在当前的国民经济核算框架下,律师服务业的经济贡献主要通过 “行业增加值”(GDP 占比)和 “税收贡献” 两个指标来衡量。这种衡量方式至少存在三重局限:

第一,它无法反映律师服务的 “乘数效应”。一笔数额不大的律师费,可能支撑着一笔巨额并购交易的顺利完成、一项核心专利的成功注册、一个数十亿项目的合规落地。律师服务的 GDP 占比可能仅为千分之几,但它所保障和撬动的经济活动,可能是其自身规模的数十倍乃至数百倍。以港口作比:一个港口自身的 GDP 占比或许同样微不足道,但没有人会因此否认港口的战略价值 —— 因为人们衡量港口价值的标尺,是它所支撑的贸易量和产业链。

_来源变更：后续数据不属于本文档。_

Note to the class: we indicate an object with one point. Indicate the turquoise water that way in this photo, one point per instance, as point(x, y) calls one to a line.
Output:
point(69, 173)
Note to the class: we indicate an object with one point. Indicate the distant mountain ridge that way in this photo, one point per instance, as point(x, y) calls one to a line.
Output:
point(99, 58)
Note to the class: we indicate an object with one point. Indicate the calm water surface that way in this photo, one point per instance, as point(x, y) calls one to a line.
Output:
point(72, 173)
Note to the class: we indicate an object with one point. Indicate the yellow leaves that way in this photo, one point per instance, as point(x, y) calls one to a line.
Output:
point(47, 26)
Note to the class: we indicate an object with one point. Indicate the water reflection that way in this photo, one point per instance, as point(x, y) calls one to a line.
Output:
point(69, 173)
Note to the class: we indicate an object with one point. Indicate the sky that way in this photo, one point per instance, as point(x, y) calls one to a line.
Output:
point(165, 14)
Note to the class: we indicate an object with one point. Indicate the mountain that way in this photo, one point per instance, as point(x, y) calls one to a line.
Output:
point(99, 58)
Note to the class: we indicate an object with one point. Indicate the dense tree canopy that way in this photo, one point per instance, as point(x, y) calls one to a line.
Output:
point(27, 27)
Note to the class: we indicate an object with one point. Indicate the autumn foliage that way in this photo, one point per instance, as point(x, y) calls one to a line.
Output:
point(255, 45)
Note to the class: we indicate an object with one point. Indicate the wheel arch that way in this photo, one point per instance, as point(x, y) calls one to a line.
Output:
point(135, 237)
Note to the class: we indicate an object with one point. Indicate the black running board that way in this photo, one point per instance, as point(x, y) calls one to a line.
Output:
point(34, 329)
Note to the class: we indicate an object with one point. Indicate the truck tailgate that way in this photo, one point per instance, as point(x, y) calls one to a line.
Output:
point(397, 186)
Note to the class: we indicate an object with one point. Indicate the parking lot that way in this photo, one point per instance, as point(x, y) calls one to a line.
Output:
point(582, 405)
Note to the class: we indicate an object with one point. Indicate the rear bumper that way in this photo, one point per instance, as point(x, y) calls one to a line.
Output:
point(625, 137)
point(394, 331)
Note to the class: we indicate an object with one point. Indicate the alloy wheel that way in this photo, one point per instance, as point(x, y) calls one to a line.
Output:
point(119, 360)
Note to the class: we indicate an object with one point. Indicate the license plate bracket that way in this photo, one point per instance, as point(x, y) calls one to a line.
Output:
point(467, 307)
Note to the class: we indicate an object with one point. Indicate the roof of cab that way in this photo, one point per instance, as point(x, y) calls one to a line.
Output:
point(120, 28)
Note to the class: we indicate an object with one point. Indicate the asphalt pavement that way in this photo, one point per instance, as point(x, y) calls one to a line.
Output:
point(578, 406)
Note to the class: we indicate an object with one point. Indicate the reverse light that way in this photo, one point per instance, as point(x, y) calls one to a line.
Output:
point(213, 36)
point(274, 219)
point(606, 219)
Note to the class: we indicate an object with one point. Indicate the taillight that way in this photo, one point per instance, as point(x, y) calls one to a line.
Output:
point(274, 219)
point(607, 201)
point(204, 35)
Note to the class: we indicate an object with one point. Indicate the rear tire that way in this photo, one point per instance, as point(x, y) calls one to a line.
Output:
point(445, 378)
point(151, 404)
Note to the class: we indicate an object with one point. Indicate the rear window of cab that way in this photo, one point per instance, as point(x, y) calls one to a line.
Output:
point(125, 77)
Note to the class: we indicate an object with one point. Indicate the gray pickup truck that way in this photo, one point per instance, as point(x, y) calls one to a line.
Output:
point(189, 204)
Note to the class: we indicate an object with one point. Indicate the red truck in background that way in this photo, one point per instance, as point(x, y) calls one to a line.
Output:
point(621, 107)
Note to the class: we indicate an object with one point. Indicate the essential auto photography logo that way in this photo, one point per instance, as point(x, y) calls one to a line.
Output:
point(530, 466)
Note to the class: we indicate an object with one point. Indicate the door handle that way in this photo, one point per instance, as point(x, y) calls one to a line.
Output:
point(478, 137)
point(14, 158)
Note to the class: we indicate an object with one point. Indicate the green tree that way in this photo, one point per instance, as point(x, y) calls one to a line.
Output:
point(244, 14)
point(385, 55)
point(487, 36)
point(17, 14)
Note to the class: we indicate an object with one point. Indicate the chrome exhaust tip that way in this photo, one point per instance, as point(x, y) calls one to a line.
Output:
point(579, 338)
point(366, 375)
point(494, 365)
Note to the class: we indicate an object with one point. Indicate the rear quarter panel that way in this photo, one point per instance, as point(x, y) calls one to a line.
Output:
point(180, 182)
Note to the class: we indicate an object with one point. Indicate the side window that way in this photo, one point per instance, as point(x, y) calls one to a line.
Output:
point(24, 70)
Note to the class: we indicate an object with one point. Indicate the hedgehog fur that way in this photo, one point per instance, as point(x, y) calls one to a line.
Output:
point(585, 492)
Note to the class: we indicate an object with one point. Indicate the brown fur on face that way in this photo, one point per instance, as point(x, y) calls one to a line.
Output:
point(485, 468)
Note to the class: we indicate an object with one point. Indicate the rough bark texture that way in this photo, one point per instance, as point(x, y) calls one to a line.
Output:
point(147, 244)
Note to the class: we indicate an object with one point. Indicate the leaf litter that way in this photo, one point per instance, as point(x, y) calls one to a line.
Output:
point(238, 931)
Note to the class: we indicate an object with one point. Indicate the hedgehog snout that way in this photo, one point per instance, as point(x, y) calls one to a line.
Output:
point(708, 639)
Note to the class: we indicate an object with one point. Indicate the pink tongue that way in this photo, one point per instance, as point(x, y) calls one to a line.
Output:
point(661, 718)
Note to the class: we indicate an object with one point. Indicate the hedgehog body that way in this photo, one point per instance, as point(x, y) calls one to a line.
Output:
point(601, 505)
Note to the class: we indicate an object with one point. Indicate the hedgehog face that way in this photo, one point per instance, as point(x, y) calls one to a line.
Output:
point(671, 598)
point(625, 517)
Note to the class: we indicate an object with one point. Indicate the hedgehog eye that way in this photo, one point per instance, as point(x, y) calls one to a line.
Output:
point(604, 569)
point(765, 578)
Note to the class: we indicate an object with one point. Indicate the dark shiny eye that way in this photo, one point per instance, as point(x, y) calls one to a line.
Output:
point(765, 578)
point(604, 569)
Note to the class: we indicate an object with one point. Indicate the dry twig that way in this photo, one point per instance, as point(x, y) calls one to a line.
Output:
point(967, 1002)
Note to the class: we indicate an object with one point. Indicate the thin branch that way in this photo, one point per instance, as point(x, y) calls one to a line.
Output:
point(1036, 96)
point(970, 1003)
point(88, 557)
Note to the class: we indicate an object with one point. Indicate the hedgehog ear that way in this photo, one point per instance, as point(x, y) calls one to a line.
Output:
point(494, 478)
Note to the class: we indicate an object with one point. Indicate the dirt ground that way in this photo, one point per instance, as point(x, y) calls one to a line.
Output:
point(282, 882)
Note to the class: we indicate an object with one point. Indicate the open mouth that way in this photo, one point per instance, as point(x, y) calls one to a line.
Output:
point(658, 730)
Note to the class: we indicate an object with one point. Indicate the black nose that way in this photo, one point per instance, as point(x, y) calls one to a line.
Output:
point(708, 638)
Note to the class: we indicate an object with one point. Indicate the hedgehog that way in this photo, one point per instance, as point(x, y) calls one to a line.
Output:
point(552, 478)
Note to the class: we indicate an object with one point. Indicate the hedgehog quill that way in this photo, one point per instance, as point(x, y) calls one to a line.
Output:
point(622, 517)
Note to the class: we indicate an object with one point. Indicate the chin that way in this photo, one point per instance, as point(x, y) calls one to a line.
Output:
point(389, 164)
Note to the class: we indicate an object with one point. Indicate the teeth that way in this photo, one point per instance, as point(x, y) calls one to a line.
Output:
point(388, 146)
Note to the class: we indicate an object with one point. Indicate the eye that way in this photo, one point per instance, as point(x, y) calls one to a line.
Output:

对律师服务业,我们亟需建立同样的评估逻辑。

第二,它无法反映律师服务的 “风险减量” 价值。法律风险的防范,本质上是一种 “不发生” 的价值 —— 一个成功避免的诉讼、一个提前化解的合规危机、一个有效预防的知识产权侵权,都不会产生可见的经济数字,但它们所避免的损失,往往是巨大的。以 GDP 衡量律师服务业,就相当于用一个地区的火灾损失来衡量消防部门的工作 —— 火灾越少,消防部门的 “产出” 越不可见,但这恰恰是消防工作最有价值之处。

第三,它无法反映律师服务的 “制度公共品” 属性。如前文所述,律师参与立法、推动制度完善,所生产的是 “规则” 这一公共产品。这种公共产品的受益面是区域内的全体市场主体,其价值无法也不应被归入律师行业自身的统计口径。将律师服务业的战略价值局限于行业 GDP,如同将一所大学的战略价值局限于其学费收入 —— 完全遮蔽了其人才培养、知识溢出、创新驱动的社会功能。

(三)律师服务的外部溢出效应 —— 从单一行业到全域赋能

律师服务能力对区域经济的真正贡献,应当从以下几个维度的 “外部溢出效应” 来理解:

其一,营商环境优化效应。高水平的律师服务供给,能够显著降低区域内的制度性交易成本,提升契约执行效率,增强商业纠纷的解决能力。这种营商环境的改善,直接转化为招商引资的竞争力和市场主体的活跃度。

其二,产业升级支撑效应。现代高端产业 —— 无论是半导体、生物医药、人工智能还是跨境金融 —— 无不深度依赖知识产权保护、技术合同管理、数据合规、反垄断申报等高附加值法律服务。一个区域如果缺少足够的专业律师储备,这些高端产业就失去了落地和成长的基础性支撑。

其三,区域品牌增值效应。当一个区域形成了 “法治化程度高、律师服务能力强” 的市场声誉,这种声誉本身就是一种稀缺的制度品牌 —— 它吸引优质企业、高端人才和长期资本的流入,形成良性的经济发展循环。

其四,社会治理协同效应。律师群体在化解社会矛盾、维护公平正义、传播法治文化等方面的功能,对于降低社会治理成本、维护社会和谐稳定具有不可替代的作用。这种社会效益虽然难以货币化计量,但其对经济发展的保障作用是基础性的。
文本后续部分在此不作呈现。